DEFINITION of 'Metrics'

Metrics are parameters or measures of quantitative assessment used for measurement, comparison or to track performance or production. Analysts use metrics to compare the performance of different companies, despite the many variations between firms.


These measurements have traditionally been based in finance, but with increasing ability to measure and quantify how and how effectively we work, metrics can encompass almost all aspects of a business. Metrics can refer to a company's EBITDA, earnings per share, or any other financial measures. They can also be industry specific, such as barrels of oil produced by  exploration companies. Taking the ratios of some metrics forms multiples, which further allow analysts to compare diverse firms.

Metrics refer to a wide variety of tools that managers and executives can use to evaluate the performance of their employees, their products, services, and customer satisfaction. In order to establish a metric, a company first needs to find a critical process, find outputs correspond to amount or type of work, and then set goals for those outputs. 

One way to measure project health is to break down the measurements you want to keep track of into seven criteria: resources, cost, time, scope, quality, safety, and actions. However these are chosen or measured, it’s common that any metric or set of metrics is linked with an overarching strategy, and are chosen in order to measure the performance of the overall strategy of that business or corporation against a ‘critical success factor’.

One of the dangers involved in using performance metrics to evaluating the performance of a department, company, or specific employee is choosing the wrong outputs to measure. Measurement inversion is the term used to describe this misplacement of importance, something that usually occurs when a business uses what is immediately measurable in order to try and evaluate performance. Businesses wanting to use performance metrics must focus on more valuable measures, what have come to be known as key performance indicators, or KPIs​. An entire decision analysis method, called applied information economics, is devoted to finding the right kinds of outputs to measure and analyze.

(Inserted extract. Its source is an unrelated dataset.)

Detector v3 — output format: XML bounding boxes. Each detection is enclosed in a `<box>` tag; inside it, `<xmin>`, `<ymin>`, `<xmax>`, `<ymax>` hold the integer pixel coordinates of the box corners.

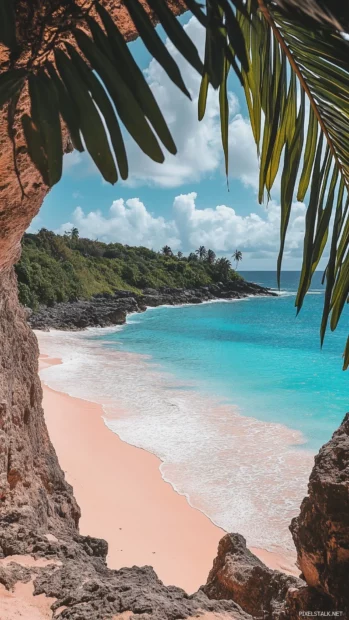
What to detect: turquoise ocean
<box><xmin>39</xmin><ymin>271</ymin><xmax>349</xmax><ymax>550</ymax></box>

Some of the first examples of the use of performance metrics can be dated all the way back to the Venetians in the mid to late 1400s. A merchant city gave rise to accounting, and by extension the ability to take measurements and evaluate the performance of a business. 

Measurement of performance in the US became increasingly important during the industrial revolution as businesses grew and became harder to track. DuPont (DD) began using metrics to better their own business, and in the process came up with some of their own types of analysis. Later on, GE commissioned a set of metrics that are commonly used today, including market share, productivity, attitude and responsibility.